New Mortgage Rules are in place to cool down the housing market. It’s now more restrictive for some borrowers to obtain financing. In a nutshell, here are the 4 points you need to know:
- Single Family Loans. A Federally regulated mortgage lender cannot make a loan on a residence if the LTV exceeds 80%, unless the loan is insured. What’s changed? For a loan to be insured, the borrower must now qualify at the greater of the contract rate or the Bank of Canada (BoC) posted 5 year mortgage rate. Classic stress testing!

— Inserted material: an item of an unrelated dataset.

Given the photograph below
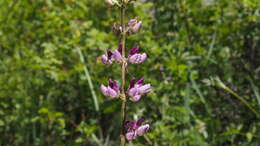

- Portfolio Insurance. Lenders often bulk insure portfolios of loans to enable them to qualify for sale to a securitization program. What’s changed? New rules mandate:
- -max amortization period 25 years
- -max purchase price < $1 Million
- -min borrower credit score 600
- -property must be owner occupied
- -variable rate loans need be re-calculated every 5 years so payment corresponds to original amort. period
- -GDS & TDS ratios of not more than 39% & 44% respectively, at higher of Contract or BoC posted 5 yr. rate
3. Risk Sharing. The Feds plan to enter into discussions with lenders in respect of risk sharing. Stay tuned.
4. Foreign Buyers. The Feds intend to address what may be a misuse of the principal residence exemption by certain buyers. The new rules require the individual to be a Canadian resident in the year the house was acquired, in order to claim the exemption.